The hypothesis that viral pathogens are an environmental risk factor for neurodegenerative diseases is not new, but it has gained support in recent years. Adding to the aforementioned GWAS data highlighting the role of immune genes in AD risk2, a multiomic study identified increased levels of genomic DNA from human herpesvirus 6A and 7 in the brains of patients with AD compared with cognitively healthy controls, and viral abundance correlated with transcriptomic signatures linked to amyloid-β (Aβ) processing6. Another study published at the same time showed that, in a mouse model that developed Aβ pathology, infection with herpes simplex virus 1 (HSV1) directly incited and accelerated Aβ deposition7. Together, these data reinvigorated the microbial aetiology hypothesis of AD.

In 2021, we reviewed the evidence that microbial pathogens are a risk factor for neurodegenerative diseases1, and several studies have since been published that support this hypothesis. Following on from the preclinical study highlighted above7, HSV1 has been an important focus of clinical research into the link between viral infections and AD. A large population-based cohort study in northern Sweden8, in which the patient population was selected on the basis of positive HSV1 carrier status and matched for sex and APOE ε4 status, found that treatment with an antiviral drug reduced the relative risk of developing AD by approximately 70%.

Another nested case–control study of several national registries in Sweden analysed the incidence of hospital-treated infections in individuals newly diagnosed with AD, PD or ALS9. To reduce the influence of surveillance bias, this study excluded infections experienced in the 5 years preceding diagnosis with a neurodegenerative disease. The results showed an increased risk of AD and PD, but not ALS, in individuals who experienced a hospital-treated infection 5 years or more earlier, and these associations persisted with infections treated 10 years or more before diagnosis. Multiple infections before the age of 40 years conveyed the greatest risk of AD and PD. This study found similar associations for bacterial, viral and other infections, but did not classify the data on the basis of specific infectious pathogens.

In a cohort study of more than 10 million US military personnel on active duty, infection with EBV, but not other viruses including cytomegalovirus, significantly increased the risk of MS5. Another study identified clonally expanded CD8+ T cells specific for EBV antigens in the cerebrospinal fluid of patients with AD, although this study did not speculate on a causative link between EBV infection and AD incidence10.

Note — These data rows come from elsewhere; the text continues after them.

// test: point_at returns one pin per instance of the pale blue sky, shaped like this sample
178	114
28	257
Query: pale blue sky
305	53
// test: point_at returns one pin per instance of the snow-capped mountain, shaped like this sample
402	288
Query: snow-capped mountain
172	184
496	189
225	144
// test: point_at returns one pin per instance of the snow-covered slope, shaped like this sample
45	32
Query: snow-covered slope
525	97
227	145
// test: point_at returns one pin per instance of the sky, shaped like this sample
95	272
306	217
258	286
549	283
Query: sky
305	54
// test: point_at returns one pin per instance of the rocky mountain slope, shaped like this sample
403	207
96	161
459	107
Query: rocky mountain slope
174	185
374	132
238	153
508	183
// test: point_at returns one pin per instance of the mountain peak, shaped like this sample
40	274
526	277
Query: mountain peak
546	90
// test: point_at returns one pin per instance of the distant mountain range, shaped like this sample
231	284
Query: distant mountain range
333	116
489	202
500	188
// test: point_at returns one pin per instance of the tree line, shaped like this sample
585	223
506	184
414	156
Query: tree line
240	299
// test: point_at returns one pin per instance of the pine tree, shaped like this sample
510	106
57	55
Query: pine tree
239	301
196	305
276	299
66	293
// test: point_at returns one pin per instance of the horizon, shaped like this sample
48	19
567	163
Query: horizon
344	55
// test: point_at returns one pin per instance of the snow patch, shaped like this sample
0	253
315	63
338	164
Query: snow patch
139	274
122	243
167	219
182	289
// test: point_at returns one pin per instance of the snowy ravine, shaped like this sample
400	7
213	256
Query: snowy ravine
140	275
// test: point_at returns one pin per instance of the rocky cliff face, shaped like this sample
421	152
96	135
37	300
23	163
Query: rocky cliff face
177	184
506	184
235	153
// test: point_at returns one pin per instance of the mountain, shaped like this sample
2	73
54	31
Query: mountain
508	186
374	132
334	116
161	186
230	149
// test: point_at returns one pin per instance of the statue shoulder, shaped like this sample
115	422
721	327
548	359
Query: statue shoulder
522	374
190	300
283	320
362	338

The brain is protected from most viral pathogens by the blood–brain barrier, but neurotropic viruses can subvert these protective measures to infect cells of the nervous system. Interestingly, the majority of associations identified in the study by Levine et al.4 involved viruses that are considered to be neurotropic, including HSV, varicella zoster virus (VZV), some strains of influenza virus, and viruses that cause encephalitis or meningitis. The most common causes of viral encephalitis are HSV, VZV and West Nile virus, and although neurotropic viruses have long been recognized to cause post-infectious cognitive dysfunction, it is less clear whether these viruses cause classic neurodegenerative diseases.

“the majority of associations identified […] involved viruses that are considered to be neurotropic”

Emerging infections should also be monitored for possible relationships with neurodegenerative disease. For example, SARS-CoV-2, the viral cause of COVID-19, primarily manifests as a respiratory infection but is also linked to cognitive dysfunction. Whether this dysfunction is attributable to viral entry into the brain or to widespread inflammation that affects brain function is not fully understood. Considering the strong association between influenza and pneumonia and several neurodegenerative diseases, future studies should examine the potential links between SARS-CoV-2 and these diseases and explore the molecular and cellular mechanisms that underlie these associations.